I don't think dogs should be kept as pets in towns and cities except as exceptions. I think the "part of the family" nonsense is what is causing this pathetic muddled thinking whereby the wellbeing of people in busy, overcrowded, under pressure, expensive areas, is being mistakenly and wrong-headedly "balanced" against the (completely non-existent) rights of dogs. I think if you want to keep a dog, and you live anywhere near anyone else at all, or want to take it into any village, town, or city, you should have to make a case for it and there should be very high bar for acceptable behaviour. Below this level, the dog gets put down.
If you have a working dog - like a blind dog - or if there is a strong social reason why you need the company, then dogs can be tolerated. But not otherwise. People will look back on how we live now and marvel that we were so stupid and filthy, like when children boggle when they find out that medieval cities used to have chamber pots emptied into the streets.

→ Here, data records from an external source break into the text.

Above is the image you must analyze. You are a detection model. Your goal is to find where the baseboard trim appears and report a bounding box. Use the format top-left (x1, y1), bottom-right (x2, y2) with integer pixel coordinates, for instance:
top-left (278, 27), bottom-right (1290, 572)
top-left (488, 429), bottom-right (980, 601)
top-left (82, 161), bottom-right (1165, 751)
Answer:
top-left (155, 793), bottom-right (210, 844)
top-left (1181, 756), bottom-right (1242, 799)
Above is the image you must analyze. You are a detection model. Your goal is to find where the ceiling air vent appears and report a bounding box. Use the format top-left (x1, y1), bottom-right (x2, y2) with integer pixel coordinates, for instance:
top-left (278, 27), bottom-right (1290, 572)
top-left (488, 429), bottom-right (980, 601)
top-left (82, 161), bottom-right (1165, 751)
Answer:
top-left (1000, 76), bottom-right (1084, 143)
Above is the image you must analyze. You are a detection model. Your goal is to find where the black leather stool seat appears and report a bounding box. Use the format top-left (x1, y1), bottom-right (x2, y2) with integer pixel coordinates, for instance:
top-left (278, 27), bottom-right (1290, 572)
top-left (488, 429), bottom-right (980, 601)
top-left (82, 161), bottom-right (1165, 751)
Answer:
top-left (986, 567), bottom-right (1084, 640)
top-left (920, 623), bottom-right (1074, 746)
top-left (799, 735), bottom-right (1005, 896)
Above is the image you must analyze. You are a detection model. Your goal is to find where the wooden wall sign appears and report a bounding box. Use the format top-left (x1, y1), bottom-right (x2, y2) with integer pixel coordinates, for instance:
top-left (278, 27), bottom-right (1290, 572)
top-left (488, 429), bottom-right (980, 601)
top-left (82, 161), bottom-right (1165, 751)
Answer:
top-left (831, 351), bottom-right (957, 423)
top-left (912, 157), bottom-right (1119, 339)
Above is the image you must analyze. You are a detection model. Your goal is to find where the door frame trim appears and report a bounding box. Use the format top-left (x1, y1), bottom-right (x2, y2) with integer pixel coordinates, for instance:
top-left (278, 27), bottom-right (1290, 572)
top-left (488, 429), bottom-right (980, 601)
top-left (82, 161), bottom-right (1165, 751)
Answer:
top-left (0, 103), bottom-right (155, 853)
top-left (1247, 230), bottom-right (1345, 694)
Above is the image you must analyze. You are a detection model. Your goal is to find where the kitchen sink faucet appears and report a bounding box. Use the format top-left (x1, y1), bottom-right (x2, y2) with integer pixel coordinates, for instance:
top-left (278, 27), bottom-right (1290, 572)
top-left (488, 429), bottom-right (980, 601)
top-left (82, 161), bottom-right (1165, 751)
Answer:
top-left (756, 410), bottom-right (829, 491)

We are really struggling to manage the pressure of human populations in so many urban and suburban places. There are not enough dwellings - so many dwellings are piled up on top of and against each other so that living in them you can always hear other people and feel unacceptably crammed against strangers all the time - traffic and parking is a huge problem in so many cities - parks and open spaces so often look tired, the grass and plants are worn out from so many people walking on them, there is litter - we live like this because this is where we can make a living. Why add dogs into all this?
If you can keep a dog and it is honestly no inconvenience to anyone else, well you can have it - but you will not be in a city or a town or even a suburban area. And before you say "Oh but my dog is no inconvenience to anyone else", yes it is. they always are.